[HN Gopher] Diffusion language models are super data learners
       ___________________________________________________________________
        
       Diffusion language models are super data learners
        
       Author : babelfish
       Score  : 121 points
       Date   : 2025-08-10 16:04 UTC (6 hours ago)
        
 (HTM) web link (jinjieni.notion.site)
 (TXT) w3m dump (jinjieni.notion.site)
        
       | woadwarrior01 wrote:
       | > During inference, generating sequences ranging from 16 to 4096
       | tokens incurs a 16x to 4700x increase in FLOPs compared to AR
       | baselines.
       | 
       | I wonder why the increase in FLOPs has such a wide spectrum?

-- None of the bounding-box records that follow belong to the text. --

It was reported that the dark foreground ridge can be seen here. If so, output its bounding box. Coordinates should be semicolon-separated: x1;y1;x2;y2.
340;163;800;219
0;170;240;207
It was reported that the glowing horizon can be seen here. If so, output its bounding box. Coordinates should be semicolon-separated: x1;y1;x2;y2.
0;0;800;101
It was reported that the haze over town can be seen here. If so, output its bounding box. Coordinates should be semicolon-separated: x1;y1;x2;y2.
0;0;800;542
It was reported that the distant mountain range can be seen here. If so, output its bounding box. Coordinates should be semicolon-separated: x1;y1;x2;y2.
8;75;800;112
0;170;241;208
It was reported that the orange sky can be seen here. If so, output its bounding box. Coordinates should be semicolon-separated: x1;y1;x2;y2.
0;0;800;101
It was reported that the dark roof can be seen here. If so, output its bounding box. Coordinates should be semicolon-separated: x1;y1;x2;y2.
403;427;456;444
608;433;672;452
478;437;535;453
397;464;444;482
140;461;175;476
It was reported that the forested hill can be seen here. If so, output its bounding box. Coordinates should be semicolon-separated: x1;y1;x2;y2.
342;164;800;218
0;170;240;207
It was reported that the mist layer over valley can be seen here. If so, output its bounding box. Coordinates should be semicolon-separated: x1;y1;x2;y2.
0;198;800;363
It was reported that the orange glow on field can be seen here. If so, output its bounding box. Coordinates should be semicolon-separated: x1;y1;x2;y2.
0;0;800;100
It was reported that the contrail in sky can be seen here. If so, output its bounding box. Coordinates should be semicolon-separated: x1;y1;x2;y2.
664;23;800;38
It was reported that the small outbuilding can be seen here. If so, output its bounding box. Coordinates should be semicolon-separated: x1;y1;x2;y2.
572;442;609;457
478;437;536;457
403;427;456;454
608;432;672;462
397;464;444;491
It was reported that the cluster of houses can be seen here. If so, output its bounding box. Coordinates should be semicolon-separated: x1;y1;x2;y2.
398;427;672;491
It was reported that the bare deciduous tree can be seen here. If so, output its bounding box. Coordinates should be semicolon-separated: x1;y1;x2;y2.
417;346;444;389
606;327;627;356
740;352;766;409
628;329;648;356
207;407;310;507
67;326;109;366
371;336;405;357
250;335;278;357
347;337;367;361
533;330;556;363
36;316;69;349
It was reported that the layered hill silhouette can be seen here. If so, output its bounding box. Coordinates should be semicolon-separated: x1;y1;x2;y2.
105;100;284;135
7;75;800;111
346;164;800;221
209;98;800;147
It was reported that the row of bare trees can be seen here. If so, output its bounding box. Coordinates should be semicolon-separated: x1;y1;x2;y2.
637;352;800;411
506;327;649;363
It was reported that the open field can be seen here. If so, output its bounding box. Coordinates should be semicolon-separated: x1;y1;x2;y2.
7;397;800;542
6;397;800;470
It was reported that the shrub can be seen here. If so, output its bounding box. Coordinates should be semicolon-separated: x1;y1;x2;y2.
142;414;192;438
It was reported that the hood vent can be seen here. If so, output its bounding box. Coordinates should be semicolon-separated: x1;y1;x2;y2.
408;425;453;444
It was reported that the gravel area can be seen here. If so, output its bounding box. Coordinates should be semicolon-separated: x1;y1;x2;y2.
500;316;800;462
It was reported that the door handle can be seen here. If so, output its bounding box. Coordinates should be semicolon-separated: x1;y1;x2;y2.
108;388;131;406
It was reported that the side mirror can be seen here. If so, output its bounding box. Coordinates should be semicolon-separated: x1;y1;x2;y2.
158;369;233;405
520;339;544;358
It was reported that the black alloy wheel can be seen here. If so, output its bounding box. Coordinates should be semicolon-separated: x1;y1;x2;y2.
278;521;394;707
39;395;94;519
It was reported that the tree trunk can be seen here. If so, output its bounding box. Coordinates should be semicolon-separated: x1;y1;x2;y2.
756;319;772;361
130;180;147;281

       | Naively, I'd have expected the FLOPs to increase linearly with
       | the number of tokens. OTOH, it sort of makes sense because
       | because diffusion models are not autoregressive, as their name
       | suggests.
        
         | ckjellqv wrote:
         | My guess is that autoregressive models can use Key Value (KV)
         | caching to eliminate most of the FLOPs inside the self-
         | attention block. Can't use KV caching inside diffusion (because
         | it's not a causal model) but they sell this as a win anyway
         | because they believe it leads to better reasoning.
        
       | godelski wrote:
       | This is interesting but I'm not sure some of the claims can be
       | made without some more information. Terms like "downstream task",
       | "in/out of distribution" are frequently used in the literature to
       | mean many different things[0] and it is hard to know which one
       | you mean from context. As a reader I * _cannot know*_ what is in-
       | distribution or not if I have no notion of what the training
       | data[1] is. Consequently, I also can 't know what downstream
       | tasks are.
       | 
       | Though I'm very confused by this                 > This
       | phenomenon persists for both in-domain and out-of-domain training
       | data.
       | 
       | What does it mean for _training data_ to be  "out-of-domain"? The
       | domain is any valid input into your function. Was this intended
       | to be distribution? I'd still be a bit confused by that because
       | it makes it sound like you're talking about training and
       | validation data, both of which are in distribution.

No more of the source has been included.